A delightfully insightful and unique interpretation of two key characters in Tolkien's universe, created by comic book artist João M. P. Lemos.
1) How long have you been a LOTR or Hobbit fan?
Since my pre-teens, when a few friends, who were hard-core Tolkien fans, introduced me to the books. I was already an avid reader of folklore and I loved to find how Tolkien echoed and reshaped a lot of mythological themes.
2) What does your artwork depict?
(For the first piece) I went for the Witch-King of Angmar, and some of the other Nâzgul in the background, all riding Fell Beasts in saddleless fashioned plunge.
(For the second piece) This is a take on Radagast, the Brown, one of the ecology-driven characters in Tolkien's work. He's one of the Five Wizards, like Gandalf or Saruman, but one first and foremost bound to the protection of the local fauna and flora. Radagast is described as being of shifting shapes and colors which, in my mind, makes him even more indistinguishable from and linked to the soil and the woods.

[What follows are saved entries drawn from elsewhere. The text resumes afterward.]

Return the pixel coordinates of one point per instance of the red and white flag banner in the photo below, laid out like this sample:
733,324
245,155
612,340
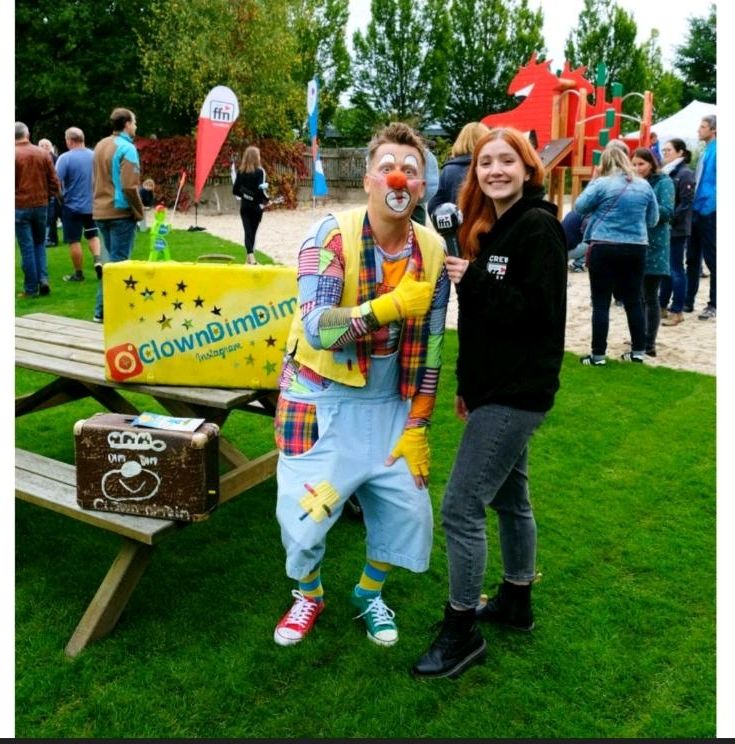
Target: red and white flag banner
218,113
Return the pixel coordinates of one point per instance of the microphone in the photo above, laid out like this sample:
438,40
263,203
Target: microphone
446,219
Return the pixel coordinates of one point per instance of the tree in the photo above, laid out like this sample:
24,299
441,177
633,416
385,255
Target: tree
75,62
491,40
696,59
319,28
395,70
606,34
237,44
666,86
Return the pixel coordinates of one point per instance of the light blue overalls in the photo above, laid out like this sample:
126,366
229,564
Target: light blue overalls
358,427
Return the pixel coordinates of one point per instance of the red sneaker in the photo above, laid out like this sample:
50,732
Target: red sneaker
298,621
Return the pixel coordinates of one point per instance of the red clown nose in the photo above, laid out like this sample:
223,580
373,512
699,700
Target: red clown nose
396,180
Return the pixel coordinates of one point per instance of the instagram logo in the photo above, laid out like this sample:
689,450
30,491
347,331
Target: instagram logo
123,362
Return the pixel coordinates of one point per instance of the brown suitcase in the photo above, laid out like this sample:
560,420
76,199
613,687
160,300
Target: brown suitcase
144,471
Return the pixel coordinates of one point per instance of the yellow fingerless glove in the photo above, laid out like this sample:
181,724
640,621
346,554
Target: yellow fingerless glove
414,447
410,299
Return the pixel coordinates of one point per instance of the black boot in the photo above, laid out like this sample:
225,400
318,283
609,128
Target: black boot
458,646
511,606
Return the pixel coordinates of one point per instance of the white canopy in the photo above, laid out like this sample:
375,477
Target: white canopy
683,124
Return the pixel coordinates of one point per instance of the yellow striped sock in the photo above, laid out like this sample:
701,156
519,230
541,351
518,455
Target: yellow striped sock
373,577
311,585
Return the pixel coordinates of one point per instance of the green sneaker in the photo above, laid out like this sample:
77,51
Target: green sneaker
378,619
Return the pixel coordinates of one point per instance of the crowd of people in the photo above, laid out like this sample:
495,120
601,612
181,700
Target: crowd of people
362,361
643,228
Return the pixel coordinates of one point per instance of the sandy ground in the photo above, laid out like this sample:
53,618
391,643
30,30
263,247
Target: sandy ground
691,345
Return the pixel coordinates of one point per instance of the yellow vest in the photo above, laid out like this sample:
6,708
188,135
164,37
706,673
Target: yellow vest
342,365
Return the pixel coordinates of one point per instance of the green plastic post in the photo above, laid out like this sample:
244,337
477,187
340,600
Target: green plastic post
159,250
601,74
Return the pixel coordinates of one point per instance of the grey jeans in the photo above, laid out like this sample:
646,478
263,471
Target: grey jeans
490,470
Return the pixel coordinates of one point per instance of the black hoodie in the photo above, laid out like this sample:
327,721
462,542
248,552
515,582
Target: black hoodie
512,311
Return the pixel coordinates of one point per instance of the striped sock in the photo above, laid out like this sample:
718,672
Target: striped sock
311,585
373,577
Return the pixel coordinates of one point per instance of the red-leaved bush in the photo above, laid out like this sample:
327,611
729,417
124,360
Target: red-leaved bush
163,160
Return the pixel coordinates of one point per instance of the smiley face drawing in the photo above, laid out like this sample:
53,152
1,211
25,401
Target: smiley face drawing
132,482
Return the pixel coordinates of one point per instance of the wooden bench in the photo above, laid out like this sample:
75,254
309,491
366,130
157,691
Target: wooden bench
52,485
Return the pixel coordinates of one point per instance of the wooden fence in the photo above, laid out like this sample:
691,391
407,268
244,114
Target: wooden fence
344,167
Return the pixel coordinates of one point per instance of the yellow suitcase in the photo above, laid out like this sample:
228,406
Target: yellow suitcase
172,323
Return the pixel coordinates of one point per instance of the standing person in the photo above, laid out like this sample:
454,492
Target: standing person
35,183
659,242
74,169
454,170
703,241
148,198
621,206
53,211
358,387
511,288
251,187
117,206
676,159
655,148
431,178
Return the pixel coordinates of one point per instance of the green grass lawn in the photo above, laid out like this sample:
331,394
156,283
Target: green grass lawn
623,482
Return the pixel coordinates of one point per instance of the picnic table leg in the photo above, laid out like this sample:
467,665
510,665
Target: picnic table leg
112,596
54,394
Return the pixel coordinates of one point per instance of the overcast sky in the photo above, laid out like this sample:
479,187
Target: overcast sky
669,17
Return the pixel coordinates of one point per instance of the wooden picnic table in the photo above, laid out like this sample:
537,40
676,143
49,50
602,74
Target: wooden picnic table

3) Why did you choose this particular character?
(First piece) For Tolkien it was paramount to keep a notion of free 'applicability' to the metaphorical potential of his creation. For example, while some people in the UK identified his work as a specific retelling of both World Wars, a lot of the American youth of the 60's embraced Middle-Earth as an ecological saga, and that's the personal way he wanted it to be read. For me, the Nâzgul, in particular, echoes the threat of any established, yet hollow, terror. They are not, by any means, among the strongest creatures of Tolkien's world but they conquer through their ability to create an overwhelming state of fear. The Witch-King strikes me as a rather abysmal illusion (including to himself) that the enlightened and fluid action of Eowin, loftier than the grip the Nazgûl held on men's hearts, is able to dispel.
(Second piece) Tolkien is famous for his exhaustive, bordering on real world encyclopedic, charming descriptions of his world but I keep in mind a wonderful passage where he mentions these distant, eldritch sounds coming from unknown patches of Middle-Earth. Regardless of how interesting a sort of reverential take on his most famous characters and places can be, it is always exciting to depict something that, by absence of locked references, frees you to depict it however you want to. Besides that, I like the potential of an earthier, simpler, almost primitive take on the wizard stereotype and archetype.